Brazil became the second country to win consecutive editions of the Confederations Cup, following France's victories in 2001 and 2003 before the tournament switched to a quadrennial schedule. Kaká was named the man of the match for his performance and also won the Golden Ball as the tournament's best player. His teammate Luís Fabiano won the Golden Shoe, having scored five goals in five matches, and the Silver Ball. American goalkeeper Tim Howard won the tournament's Golden Glove award for his performances, including five saves in the first half of the final. In the 2010 World Cup, Brazil finished atop their group and defeated Chile in the Round of 16 before being eliminated by the Netherlands in the quarter-finals. Brazil hosted the next edition of the Confederations Cup in 2013 and became the first team to win three successive Confederations Cups by defeating Spain 3–0 in the final.
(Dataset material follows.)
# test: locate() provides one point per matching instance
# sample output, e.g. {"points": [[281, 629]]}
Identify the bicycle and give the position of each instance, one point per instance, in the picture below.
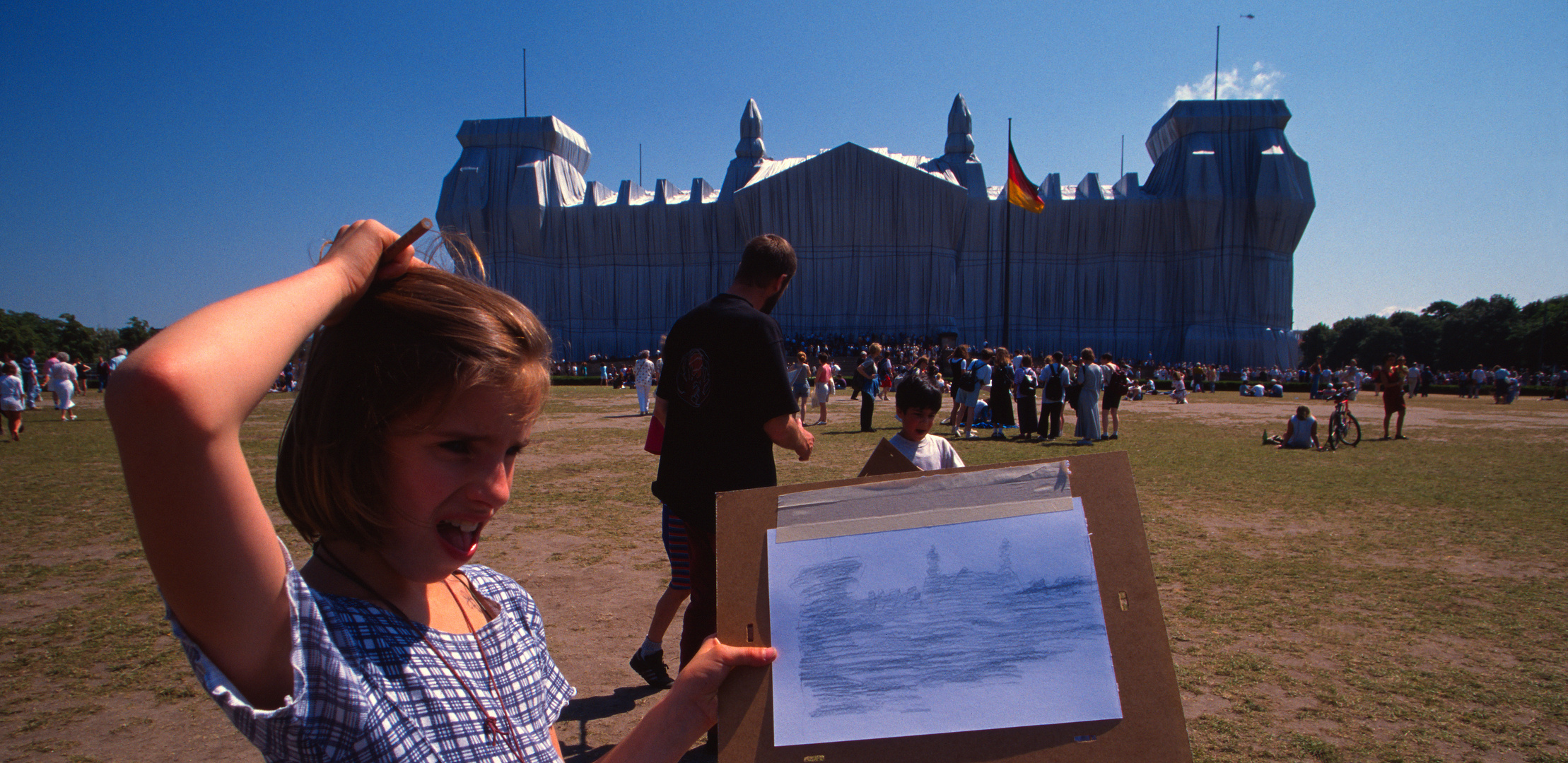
{"points": [[1342, 427]]}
The U.S. broadcast of the match on ESPN was watched by an audience of 3.9 million people, the largest figure for a non-World Cup fixture on the network and among the largest ever for the U.S. men's national team. The United States returned home to contest the 2009 CONCACAF Gold Cup, which began less than a week after the final, but were granted an expanded roster by CONCACAF to prevent player fatigue. The Gold Cup roster was primarily drawn from Major League Soccer, with only four members of the Confederations Cup squad who were retained. The U.S. team advanced to the Gold Cup final, where they lost 5–0 to rivals Mexico and were unable to defend their continental title. The United States also topped their group in the 2010 World Cup, winning once and drawing twice, but were eliminated in the Round of 16 by Ghana.